The National Child Protection Advisor for SOS, Josiah Bernard Nartey, who spoke to Citi News on the sidelines of a two-day partnership knowledge management with the media, called on the media to focus their attention on saving innocent lives who are future leaders of the country.
“The most important tool for projecting issues in the society is the media as a unit. Projection calls for education and awareness creation, and we believe that with the media as our partners we are going to make a real success of this endeavour of taking care of children and protecting them”.
“I think that the Ghanaian media space is so concentrated on political issues and sensationalism, so I want to plead with the media that even though the scale has not been tilted to favour children, this time around, I want them to turn their attention to children who play an important role in society and the future leaders of the country for the development of our country. Children are the most vulnerable in our country and the vulnerable needs to be protected so the media should spend their attention on issues concerning children”.
The Manager for Advocacy, Communications and Brand for SOS,Edith Efua Chidi, speaking on the theme ‘Not Leaving The Media Behind’ after the workshop was hopeful about the collaboration with the media going forward.
“Without the media our advocacy work will be in the dark, and we will not be able to achieve our vision, so it is important we bring the media along, but how do you involve the media to make an impact if they do not understand the core of the things you do or the issues you want to engage them on; so we needed to have this training to inform and educate the media on the core functions of SOS and the impact we have made over the period”

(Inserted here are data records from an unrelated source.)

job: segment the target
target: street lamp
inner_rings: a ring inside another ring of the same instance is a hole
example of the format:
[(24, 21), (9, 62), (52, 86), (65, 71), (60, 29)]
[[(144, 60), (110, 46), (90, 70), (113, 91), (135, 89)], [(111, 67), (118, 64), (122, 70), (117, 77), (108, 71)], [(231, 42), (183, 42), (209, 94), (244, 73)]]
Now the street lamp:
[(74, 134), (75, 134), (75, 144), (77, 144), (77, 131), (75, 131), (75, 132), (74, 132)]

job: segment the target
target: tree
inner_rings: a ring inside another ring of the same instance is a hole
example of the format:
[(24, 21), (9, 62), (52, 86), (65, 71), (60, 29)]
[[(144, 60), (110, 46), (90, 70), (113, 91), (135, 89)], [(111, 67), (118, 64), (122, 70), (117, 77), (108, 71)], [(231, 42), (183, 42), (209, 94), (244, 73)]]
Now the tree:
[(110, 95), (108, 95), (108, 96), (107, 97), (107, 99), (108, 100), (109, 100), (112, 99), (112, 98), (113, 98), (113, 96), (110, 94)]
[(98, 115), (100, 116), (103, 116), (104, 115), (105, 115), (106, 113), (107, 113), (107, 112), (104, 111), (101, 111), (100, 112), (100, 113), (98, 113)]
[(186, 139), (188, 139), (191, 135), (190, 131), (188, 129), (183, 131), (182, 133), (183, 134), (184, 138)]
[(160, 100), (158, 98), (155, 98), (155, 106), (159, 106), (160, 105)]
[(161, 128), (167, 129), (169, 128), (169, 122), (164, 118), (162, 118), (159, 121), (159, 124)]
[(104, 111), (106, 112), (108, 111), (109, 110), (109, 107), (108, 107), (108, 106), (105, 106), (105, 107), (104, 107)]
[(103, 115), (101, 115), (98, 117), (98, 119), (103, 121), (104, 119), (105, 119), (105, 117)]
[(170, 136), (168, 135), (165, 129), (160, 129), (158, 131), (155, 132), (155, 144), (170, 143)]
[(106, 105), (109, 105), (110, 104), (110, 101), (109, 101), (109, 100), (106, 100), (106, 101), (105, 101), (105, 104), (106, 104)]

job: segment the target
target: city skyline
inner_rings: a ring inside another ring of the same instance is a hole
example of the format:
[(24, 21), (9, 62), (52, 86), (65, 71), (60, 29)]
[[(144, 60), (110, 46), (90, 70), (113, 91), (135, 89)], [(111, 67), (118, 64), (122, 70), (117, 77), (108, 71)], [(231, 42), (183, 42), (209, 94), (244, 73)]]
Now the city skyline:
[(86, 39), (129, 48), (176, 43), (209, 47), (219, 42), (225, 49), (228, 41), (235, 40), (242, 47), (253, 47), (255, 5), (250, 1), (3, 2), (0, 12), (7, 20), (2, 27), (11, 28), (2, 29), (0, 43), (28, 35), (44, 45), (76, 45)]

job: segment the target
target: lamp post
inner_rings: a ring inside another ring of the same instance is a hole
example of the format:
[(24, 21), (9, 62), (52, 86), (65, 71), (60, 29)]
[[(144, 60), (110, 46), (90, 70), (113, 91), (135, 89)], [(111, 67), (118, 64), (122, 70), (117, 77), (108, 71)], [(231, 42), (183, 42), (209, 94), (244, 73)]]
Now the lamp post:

“When you look at the name of this event it is called partnership knowledge management session, we want to partner with the media in Ghana and by so doing we need to first impact them with the desired knowledge so that they may be able to come out with the desired effects”.
SOS is not rich, we love quality
Management took time to diffuse the myth that the organization is well established, a situation that makes it difficult for people to support them.
” SOS is not a rich organization, but like any other child welfare organization, we raise funds to undertake our activities, you do not take somebody from hopelessness and send the person into extreme hopelessness. If you take someone from a hopeless situation you need to give the person hope and become a beacon of hope and light for the person so it is not that we are a rich organization, but we create a safe and conducive environment for the children to be comfortable and know that there is hope for them in the future. We are not a rich organisation, we depend on the benevolence of well-meaning Ghanaians to cater for these kids “.
Impact of COVID-19 on SOS
Edith Efua Chidi who touched on the impact of Covid-19 on their operations called on the public to collaborate with management in securing a bright future for beneficiaries.
“Covid-19 has affected us, but SOS does not only receive from people, we also give out. Covid-19 affected us in the area of revenue because we had so many people who stopped giving to us, but the little we had we went back into the communities and gave them televisions for homeschooling, those who did not have internet we provided them with modems for virtual learning and all that with learning materials, face masks, food items to them and caregivers”.
“We want the public to come and help us because we can not do it alone. For the past 47 years, you all know the impact we have made, and you will realize that our community intervention programmes do more. How many children can we keep in residential care? Not much; but you can get over 2,000 beneficiaries in one community so we are putting everything we receive into good use, and we want those in the position to support to come and help us”.